Well, she was for it before she was against it.  She still thinks Obamacare is right for you and me, just not for her.

From the Daily Caller (link):
President Barack Obama’s newly-named nominee to run the Department of the Interior, REI CEO Sally Jewell, sought and received a waiver from Obamacare requirements for her outdoor clothing and equipment company [REI] in 2011....  Obama welcomed Jewell to the White House in 2009 to jointly argue for the passage of Obamacare.  Obama held REI up as a model company.
But after passage, Obamaphile Jewell's not so hot on Obamacare for her own company.  Better that her competitors spend the money to comply.
Two years later, Jewell secured an exemption from the law for REI.  REI received an Obamacare waiver around the same time that nearly 20 percent of the businesses in House Minority Leader Nancy Pelosi’s Northern California district received waivers.
So that's the scam.  Pass an onerous law expensive to comply with, then give your friends, but to be sure not their competitors, a pass.  Reminds me of how the Democrats in Illinois play this same game.  They recently passed an almost 50% hike in the state corporate income tax, then welcomed the stream of supplicants from big companies and selectively passed out various exemptions, all of course behind closed doors.  If you're a midsized Illinois company not making contributions to Democrats, either because of cost or ethics, you're screwed.

John M Greco

Tuesday, February 5, 2013

Obama Says It Is "Legal, Ethical, and Wise" For Him To Kill Americans (But Bush's Waterboarding Was Reprehensible)

Latest Dispatch from the Obama Wonderland:

It is “legal, ethical and wise” (link; link) to kill American citizens suspected of terrorism on Obama's say-so without a shred of due process, but it is morally reprehensible, if not clearly illegal, for the US government (i.e., George Bush) to waterboard for 10 minutes captured foreign terrorists who are reasonably felt to hold vital information about future terrorist plans.

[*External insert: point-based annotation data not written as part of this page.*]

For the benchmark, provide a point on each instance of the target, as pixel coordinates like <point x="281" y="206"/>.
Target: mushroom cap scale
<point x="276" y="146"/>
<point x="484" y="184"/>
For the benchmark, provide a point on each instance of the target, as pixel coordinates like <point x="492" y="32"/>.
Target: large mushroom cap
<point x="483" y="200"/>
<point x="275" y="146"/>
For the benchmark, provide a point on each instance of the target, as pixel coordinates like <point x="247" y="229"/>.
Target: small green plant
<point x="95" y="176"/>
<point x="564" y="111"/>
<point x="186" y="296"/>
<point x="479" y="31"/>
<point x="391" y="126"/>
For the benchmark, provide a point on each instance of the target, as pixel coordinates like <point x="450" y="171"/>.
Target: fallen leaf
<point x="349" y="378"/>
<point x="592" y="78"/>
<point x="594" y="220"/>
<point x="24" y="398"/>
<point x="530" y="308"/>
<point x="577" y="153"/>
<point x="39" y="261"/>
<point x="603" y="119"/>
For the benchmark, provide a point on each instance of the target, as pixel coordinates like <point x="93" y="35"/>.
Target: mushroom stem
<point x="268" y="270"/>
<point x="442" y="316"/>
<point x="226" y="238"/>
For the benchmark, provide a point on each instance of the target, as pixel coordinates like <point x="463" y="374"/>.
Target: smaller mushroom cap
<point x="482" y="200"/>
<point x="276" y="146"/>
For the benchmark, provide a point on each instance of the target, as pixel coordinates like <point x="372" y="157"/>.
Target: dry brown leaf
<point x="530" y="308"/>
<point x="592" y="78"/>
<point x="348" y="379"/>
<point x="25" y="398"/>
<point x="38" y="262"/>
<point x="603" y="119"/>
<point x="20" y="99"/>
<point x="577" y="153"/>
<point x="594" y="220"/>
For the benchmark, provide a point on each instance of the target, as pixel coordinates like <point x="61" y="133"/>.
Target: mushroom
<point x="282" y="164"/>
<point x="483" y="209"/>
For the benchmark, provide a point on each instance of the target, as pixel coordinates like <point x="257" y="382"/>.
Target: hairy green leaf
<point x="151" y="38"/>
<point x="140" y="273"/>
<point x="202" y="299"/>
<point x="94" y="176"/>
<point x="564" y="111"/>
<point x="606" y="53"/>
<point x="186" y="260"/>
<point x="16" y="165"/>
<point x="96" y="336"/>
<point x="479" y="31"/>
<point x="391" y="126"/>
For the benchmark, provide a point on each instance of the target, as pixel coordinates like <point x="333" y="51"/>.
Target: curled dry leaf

Perhaps Obama feels he's doing those "suspected" American Muslim terrorists a favor by facilitating their deaths in the cause of jihad, whisking each one to heaven to frolic for eternity with his very own 72 perpetual virgins.  Or maybe Obama feels Americans are better off not trying to capture and interrogate suspected American terrorists and learning their current contacts and future plans, since that could only serve to cause some Neanderthals among us to look askance at a non-assimilated Muslim or two, and what could be worse than that?

Obama's crack team of lawyers say Obama's ordering of killings -- assassinations -- is all fine and dandy under US law, but remember Obama came within a hair of prosecuting Bush lawyers who said waterboarding was OK. 

And countless liberals and foreigners who want George Bush tried as a war criminal for waterboarding say what to all this?  The sound of silence.